As program approaches completion, results suggest that digital air-ground coordination technology has the potential to provide an unprecedented synchronized understanding of the active battlefield
DARPA recently demonstrated its Persistent Close Air Support (PCAS) prototype system on an A-10 Thunderbolt II attack aircraft, marking the system’s debut on a U.S. Air Force platform. The tests, which involved 50 successful sorties near Nellis Air Force Base in Nevada, showed that a warfighter serving as a joint terminal attack controller (JTAC) on the ground could, in seamless coordination with a pilot, successfully command an airstrike with as few as three clicks on a tablet.
The PCAS program envisions more precise, prompt and easy air-ground coordination for close air support (CAS)—delivery of airborne munitions to support ground forces—and other missions under stressful operational conditions and in complex environments. It aims to do so through the development of a system that enables the sharing of real-time situational awareness and weapons-systems data, using technologies compatible with almost any aircraft. Among the system’s envisioned benefits is a capacity to use smaller munitions to hit smaller, multiple or moving targets while minimizing the incidence of friendly fire and collateral damage.
During the recent A-10 tests, ten of the sorties featured live-fire weapons engagements using a mixture of laser- and GPS-guided munitions—all of which were completed successfully within the six-minute goal the program has set. Coordination was enabled by PCAS-Ground software running on customized tablet computers working in conjunction with PCAS-Air, an onboard, automated targeting system. PCAS tactical datalinks facilitated data sharing between the pilot and JTAC to determine the timed release of precision-guided munitions.
“Close air support and similar operations rely on teamwork, and we have shown that a flexible architecture and extensible technology toolsets are key to making groundbreaking improvements in air-ground coordination,” said Dan Patt, DARPA program manager. “These and other test results suggest PCAS-like approaches have the potential to provide an unprecedented synchronized understanding of the active battlefield.” Patt last week described the previously unreleased results of the flight demonstration at DARPA’s Wait, What? A Future Technology Forum in St. Louis.
The A-10 tests used a version of PCAS-Ground software called the Android Tactical Assault Kit (ATAK). Developed by PCAS program partner Air Force Research Laboratory in Rome, N.Y. (AFRL-RI) in conjunction with the U.S. Special Operations Command (SOCOM), ATAK is a situational awareness and targeting tool that has transitioned to thousands of individuals across the joint Services.
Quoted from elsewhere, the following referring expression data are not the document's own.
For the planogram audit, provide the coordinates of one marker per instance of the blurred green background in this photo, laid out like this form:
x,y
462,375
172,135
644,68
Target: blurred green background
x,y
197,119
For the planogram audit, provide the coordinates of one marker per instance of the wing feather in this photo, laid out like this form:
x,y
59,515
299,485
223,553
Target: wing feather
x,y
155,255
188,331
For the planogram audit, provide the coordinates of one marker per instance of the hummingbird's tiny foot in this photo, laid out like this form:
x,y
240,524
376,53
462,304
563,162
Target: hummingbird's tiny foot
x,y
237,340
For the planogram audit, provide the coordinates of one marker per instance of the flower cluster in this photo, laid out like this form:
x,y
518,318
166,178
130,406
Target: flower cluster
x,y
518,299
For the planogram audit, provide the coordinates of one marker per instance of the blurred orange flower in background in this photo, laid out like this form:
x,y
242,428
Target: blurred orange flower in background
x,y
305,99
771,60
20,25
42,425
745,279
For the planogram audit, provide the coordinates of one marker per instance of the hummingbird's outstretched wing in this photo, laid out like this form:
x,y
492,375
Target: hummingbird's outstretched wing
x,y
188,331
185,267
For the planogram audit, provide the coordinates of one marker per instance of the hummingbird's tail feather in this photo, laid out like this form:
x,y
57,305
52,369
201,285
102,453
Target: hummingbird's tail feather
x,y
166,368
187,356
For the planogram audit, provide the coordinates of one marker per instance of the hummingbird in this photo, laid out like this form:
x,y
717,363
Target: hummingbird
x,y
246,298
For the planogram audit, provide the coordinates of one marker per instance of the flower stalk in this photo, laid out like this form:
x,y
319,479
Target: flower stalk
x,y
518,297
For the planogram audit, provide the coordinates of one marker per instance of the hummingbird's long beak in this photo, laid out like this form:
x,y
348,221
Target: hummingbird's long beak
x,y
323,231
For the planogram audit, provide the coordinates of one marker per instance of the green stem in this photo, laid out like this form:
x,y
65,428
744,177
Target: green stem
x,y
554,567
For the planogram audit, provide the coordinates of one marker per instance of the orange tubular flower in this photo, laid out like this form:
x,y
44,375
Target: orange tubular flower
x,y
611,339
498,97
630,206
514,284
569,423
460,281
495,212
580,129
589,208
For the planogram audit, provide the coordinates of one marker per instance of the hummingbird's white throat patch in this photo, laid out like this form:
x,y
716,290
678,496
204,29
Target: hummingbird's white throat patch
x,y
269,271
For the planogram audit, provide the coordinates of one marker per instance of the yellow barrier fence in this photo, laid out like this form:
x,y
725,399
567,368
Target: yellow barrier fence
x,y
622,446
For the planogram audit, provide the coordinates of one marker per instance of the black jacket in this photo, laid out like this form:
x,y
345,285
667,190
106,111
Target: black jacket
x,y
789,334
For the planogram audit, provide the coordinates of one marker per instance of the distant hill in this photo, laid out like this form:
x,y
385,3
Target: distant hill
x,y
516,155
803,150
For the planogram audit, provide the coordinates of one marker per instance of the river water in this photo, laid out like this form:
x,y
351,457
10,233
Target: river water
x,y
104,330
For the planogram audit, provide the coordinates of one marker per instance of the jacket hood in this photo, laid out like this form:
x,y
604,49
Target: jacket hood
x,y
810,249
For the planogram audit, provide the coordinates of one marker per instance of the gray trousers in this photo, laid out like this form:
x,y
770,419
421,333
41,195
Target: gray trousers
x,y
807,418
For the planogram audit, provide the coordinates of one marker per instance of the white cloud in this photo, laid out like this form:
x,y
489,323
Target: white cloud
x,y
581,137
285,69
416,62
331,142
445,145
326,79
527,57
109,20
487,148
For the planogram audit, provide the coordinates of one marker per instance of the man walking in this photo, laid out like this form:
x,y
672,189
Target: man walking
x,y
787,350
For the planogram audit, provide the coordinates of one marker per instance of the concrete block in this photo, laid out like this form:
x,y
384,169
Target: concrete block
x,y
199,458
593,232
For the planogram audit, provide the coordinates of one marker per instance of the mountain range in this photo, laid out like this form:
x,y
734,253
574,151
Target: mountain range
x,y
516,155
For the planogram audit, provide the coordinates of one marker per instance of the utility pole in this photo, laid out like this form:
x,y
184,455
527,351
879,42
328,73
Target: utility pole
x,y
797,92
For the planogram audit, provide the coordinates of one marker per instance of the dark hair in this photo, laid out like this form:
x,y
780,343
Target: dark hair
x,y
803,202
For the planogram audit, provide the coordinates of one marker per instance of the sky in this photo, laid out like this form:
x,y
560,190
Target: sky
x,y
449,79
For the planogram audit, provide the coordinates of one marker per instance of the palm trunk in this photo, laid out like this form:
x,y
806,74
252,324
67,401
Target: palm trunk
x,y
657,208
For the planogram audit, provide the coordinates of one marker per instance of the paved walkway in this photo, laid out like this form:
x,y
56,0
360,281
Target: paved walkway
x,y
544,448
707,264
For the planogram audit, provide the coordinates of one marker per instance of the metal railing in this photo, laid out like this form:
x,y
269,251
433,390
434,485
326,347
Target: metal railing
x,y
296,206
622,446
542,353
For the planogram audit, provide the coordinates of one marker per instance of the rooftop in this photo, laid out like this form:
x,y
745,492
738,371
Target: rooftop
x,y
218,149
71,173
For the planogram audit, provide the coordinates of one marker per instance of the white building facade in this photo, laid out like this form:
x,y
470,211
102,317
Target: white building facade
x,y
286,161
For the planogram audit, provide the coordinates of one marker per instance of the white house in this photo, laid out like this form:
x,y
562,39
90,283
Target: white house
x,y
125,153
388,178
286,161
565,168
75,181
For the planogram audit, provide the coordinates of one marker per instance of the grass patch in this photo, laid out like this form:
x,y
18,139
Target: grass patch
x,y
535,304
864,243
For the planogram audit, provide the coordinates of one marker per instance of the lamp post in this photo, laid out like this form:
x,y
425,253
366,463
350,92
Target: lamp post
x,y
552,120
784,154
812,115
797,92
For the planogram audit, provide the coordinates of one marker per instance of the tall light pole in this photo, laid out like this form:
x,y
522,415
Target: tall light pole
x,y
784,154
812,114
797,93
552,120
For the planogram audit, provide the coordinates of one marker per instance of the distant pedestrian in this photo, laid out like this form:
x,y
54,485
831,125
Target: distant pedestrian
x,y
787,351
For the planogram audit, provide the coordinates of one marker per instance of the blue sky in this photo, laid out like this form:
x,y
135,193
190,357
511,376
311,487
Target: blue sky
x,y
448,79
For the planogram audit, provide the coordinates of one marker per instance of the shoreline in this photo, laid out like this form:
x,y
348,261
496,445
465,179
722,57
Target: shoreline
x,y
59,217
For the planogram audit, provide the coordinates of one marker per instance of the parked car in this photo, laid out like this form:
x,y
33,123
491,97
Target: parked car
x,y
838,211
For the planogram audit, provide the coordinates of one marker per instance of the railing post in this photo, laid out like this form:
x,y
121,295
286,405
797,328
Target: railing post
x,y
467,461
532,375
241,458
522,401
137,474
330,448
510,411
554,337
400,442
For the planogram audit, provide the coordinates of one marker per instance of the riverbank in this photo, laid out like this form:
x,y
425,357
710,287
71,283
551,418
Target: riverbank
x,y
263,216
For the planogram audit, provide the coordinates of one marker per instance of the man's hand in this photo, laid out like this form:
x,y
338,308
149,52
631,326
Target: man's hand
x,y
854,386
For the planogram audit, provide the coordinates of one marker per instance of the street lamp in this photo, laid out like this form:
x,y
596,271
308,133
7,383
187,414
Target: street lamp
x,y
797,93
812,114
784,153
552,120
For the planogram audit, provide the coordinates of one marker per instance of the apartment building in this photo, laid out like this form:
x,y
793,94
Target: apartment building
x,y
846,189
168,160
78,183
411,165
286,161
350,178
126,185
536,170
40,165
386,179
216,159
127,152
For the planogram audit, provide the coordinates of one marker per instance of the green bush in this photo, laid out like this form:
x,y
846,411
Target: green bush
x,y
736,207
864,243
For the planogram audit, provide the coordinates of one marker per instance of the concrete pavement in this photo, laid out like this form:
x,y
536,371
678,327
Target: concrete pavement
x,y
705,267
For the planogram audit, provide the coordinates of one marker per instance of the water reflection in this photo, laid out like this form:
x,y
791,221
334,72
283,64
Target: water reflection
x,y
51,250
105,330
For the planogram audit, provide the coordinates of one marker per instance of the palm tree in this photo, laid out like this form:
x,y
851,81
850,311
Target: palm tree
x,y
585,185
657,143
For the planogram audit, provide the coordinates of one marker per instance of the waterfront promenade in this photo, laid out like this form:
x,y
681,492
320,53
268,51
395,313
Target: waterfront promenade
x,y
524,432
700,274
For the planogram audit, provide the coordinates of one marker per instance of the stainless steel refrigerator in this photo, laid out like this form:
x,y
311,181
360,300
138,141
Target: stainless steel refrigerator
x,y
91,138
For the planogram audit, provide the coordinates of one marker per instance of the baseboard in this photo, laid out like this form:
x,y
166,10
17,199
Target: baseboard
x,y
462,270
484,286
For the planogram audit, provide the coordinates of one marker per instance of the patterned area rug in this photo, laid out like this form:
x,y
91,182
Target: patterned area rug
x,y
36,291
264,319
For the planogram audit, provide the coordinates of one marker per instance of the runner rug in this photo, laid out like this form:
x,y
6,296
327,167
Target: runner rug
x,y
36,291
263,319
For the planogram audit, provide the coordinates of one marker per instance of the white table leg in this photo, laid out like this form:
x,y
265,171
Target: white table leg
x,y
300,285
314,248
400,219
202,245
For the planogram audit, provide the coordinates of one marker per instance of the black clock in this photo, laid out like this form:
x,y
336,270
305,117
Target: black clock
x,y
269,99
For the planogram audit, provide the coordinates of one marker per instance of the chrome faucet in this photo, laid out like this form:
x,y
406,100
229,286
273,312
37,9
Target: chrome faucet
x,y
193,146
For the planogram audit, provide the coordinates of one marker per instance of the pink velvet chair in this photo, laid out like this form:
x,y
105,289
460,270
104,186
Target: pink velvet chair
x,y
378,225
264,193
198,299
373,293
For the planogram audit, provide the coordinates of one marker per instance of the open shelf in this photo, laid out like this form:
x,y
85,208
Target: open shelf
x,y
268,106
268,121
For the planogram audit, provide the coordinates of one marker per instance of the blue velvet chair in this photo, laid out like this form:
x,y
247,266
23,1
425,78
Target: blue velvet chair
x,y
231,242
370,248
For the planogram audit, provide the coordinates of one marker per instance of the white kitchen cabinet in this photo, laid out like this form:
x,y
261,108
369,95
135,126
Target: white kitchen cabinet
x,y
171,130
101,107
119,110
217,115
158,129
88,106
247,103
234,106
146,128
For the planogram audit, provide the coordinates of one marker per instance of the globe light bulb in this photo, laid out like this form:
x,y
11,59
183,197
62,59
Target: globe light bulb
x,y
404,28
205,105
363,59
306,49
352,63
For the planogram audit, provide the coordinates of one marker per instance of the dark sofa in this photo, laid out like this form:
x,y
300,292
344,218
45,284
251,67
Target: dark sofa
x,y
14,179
The A-10 demonstration flights, conducted from April through June this year, came on the heels of similar successful tests conducted earlier this year with the U.S. Marine Corps. Those tests included a successful flight demonstration using a MV-22 Osprey, a tilt-rotor vertical takeoff and landing (VTOL) aircraft. As part of DARPA’s conclusion of the program, DARPA is also working with the Army on other PCAS transition activity relevant to ground forces and manned and unmanned aircraft.